8 questions about the Indian Republic Day you wanted to ask but never bothered to
If it is the Republic Day, we think the parade. And rightly so. For the pomp and pageantry that it displays is a sight for sore eyes. However, the republic day is much more and greater than just the sights and sounds. But, how much do we know about it beyond the obvious?
We answer seven questions that you always wanted to ask but you never bothered to.
1. Why is the Republic Day celebrated?
Simply put, the republic day marks India’s birth as a modern nation. Which is that we gave ourselves a constitution which came into force on January 26, 1950. But the Republic Day celebrations is actually a three-day affair which begins with the President taking the salute at the parade and ending with the soulful and stirring ‘beating the retreat’ ceremony at the capital’s Vijay Chowk.
2. But why specifically on January 26 and not any other date?
The constituent assembly of India had actually signed off on the new constitution of independent India on 26 November 1949. However, the official promulgation was deferred to January 26 to mark the call of Purna Swaraj (complete self-rule) given by Jawaharlal Nehru on the banks of the river Ravi in Lahore in 1930.
3. What is so special about the Indian constitution?
It is a remarkable document. First of all it is the longest constitution on the world. But even more, it laid down the idea of India. Democracy, respect for and freedom to practise any religion or faith; the universal right to vote (this was in 1950, when the US allowed the Blacks to vote only a full 15 years later); were all the gifts of the Constitution.

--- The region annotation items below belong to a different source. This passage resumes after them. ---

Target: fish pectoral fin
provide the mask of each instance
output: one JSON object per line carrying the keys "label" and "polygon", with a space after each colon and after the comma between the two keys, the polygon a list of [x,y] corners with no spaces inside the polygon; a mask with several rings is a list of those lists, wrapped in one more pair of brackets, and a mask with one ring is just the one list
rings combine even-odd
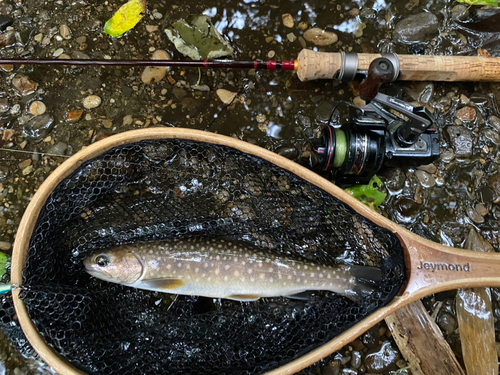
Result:
{"label": "fish pectoral fin", "polygon": [[172,290],[186,285],[186,282],[181,279],[150,279],[142,282],[148,288],[158,290]]}
{"label": "fish pectoral fin", "polygon": [[260,296],[257,294],[232,294],[230,296],[227,296],[226,298],[232,299],[233,301],[248,302],[248,301],[257,301],[260,298]]}
{"label": "fish pectoral fin", "polygon": [[314,291],[313,290],[305,290],[303,292],[288,294],[285,297],[290,298],[290,299],[299,299],[302,301],[307,301],[307,300],[310,300],[314,297]]}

But more importantly, the Constitution stands starkly forth for the vision it embodied in very tumultuous times. When the constituent assembly was debating the character and provisions of the constitution, this was the context: Barbaric partition riots in which at least about a million people were killed; the largest migration of humans in history estimated at 14 million; war with Pakistan over Kashmir, the Bengal famine which had taken the lives of up to 3 million people, amongst others.
It is a tribute to the character and sagacity of the fathers of our constitution that they produced such a modern contract for the people of India in the most trying circumstances imaginable. If India has not gone the Pakistan way, we have largely to thank the amazing body of men who framed the Constitution.
4. Where is the original constitution kept?
The original constitution is a hand-written document that is kept in a helium-filled case at the Parliament library in New Delhi. There are two copies, one each in English and Hindi.
5. What is the composition of the parade?
The event is easily the most spectacular regular parade anywhere in the world. The parade involves over 25 marching and cavalry contingents, more than 20 military bands, 30 or more cultural tableaux and a flypast of over three dozen aircrafts. The parade is marked by the participation of over a 1,500 schoolchildren and NCC cadets.
6. What is the route of the parade?
The Republic Day Parade takes places on the Rajpath which begins at the Vijay Chowk, right in front of the imposing gates of the Rashtrapati Bhawan, flanked by the North and South Block. It then winds it way around the India Gate and along the avenues of Lutyen’s Delhi to culminate at the Red Fort in Old Delhi – a distance of almost 7 kms.
7. Were the first few republic days held at Rajpath?
No, the first few were merely military march pasts which were held until 1954 on Kingsway, Lal Kila, and the Ramlila Ground, all in Delhi. It was only in 1955 that the parade acquired its current site and expanded form. The biggest change being the introduction of cultural pageantry, to what was until then a strictly military affair.
8. Who have been the chief guests at the republic day parade before President Obama?
President Sukarno of Indonesia was the chief guest at the first republic day in 1950. In 1955, when the parade was moved to its present location at Rajpath, Governor General Malik Ghulam Muhammad of Pakistan had the honour. The present queen of England Elizabeth was the chief guest in 1961 and President Nelson Mandela of South Africa in 1995. King Abdullah bin Abdulaziz al-Saud of Saudi Arabia, who expired a few days ago, was the chief guest in 2006. President Vladimir Putin of Russia attended in 2007 and the current Japanese Prime Minister Shinzo Abe was the most recent guest of honour, preceding President Obama.